While Navy aircraft were used primarily for training, a few went aboard carriers, as utility aircraft and others were assigned as flag and base liaison aircraft. (In December 1941, 12 SNJs were assigned to carrier commands and squadrons, although normally they remained ashore.)
In 1948 the newly established U.S. Air Force changed the Texan’s designation from AT-6 to T-6, and most of the more than 2,000 aircraft remaining in Air Force service underwent extensive modernization. An estimated six Navy aircraft were similarly updated, with those models becoming SNJ-7. An improved Navy SN2J design of 1946 did not go into production and a Navy order for 240 SNJ-8s placed with North American Aviation in 1952 also was canceled.

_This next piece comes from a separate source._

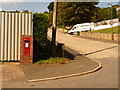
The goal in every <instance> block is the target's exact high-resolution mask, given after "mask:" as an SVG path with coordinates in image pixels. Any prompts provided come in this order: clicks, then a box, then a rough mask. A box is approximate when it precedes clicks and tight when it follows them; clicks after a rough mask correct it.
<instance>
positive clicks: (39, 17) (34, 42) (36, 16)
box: [33, 13, 50, 60]
mask: <svg viewBox="0 0 120 90" xmlns="http://www.w3.org/2000/svg"><path fill="white" fill-rule="evenodd" d="M48 25H49V22H48V16H47V15H46V14H42V13H35V14H33V34H34V55H33V57H34V60H37V59H40V58H41V59H45V58H47V56H49V55H48V54H49V51H50V44H49V41H48V40H47V30H48Z"/></svg>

Aircraft went to other nations during and after the war, with more than 30 using the aircraft. The British flew armed Harvards against the Mau Maus in Kenya and terrorists in Malaya, and the Egyptians and Syrians used them against Israeli forces (which also flew the T-6). During the Korean War a number of Texan variants were flown by the U.S. Air Force, carrying Army observers on sorties behind enemy lines. Those were known as “Mosquito missions” with the aircraft carrying smoke rockets to indicate targets for air or artillery attack.
The aircraft remained in U.S. military service as a first-line trainer into the late 1950s. The U.S. Navy recorded its last SNJ in inventory in June 1968. Other nations kept them longer; the last known to be in military service were South Africa’s Texans and Harvards, finally retired in 1996.
The Texan was an all-metal, low-wing monoplane that resembled a fighter aircraft, with a radial engine and clean lines. The student and instructor sat in tandem under a long, glazed canopy. The early models had a fixed landing gear (as in the Navy’s NJ-1), but soon the planes were equipped with a fully retractable main undercarriage. (Four Swedish NA-16-4M derivatives were fitted with tricycle gear as part of the development of the Saab J 21A fighter; other Swedish aircraft had skis in place of the landing gear.)
During the aircraft’s production run of almost ten years, the design underwent several upgrades. The AT-6C and the SNJ-4 used low-alloy steel and plywood to save an estimated 1,246 pounds of aluminum alloy per aircraft. When the expected aluminum shortages did not occur, the original materials were used in subsequent production.
Although no longer used as a military trainer, many Texans survive in the private sector. Periodically, these civilian T-6s and SNJs are seen on television and in the movies standing in for Japanese A6M Zero fighters—aircraft that thousands of pilots trained in to fight in World War II.
The author is in debt to Dan Hagedorn of the Smithsonian Institution’s National Air and Space Museum for his assistance with this column.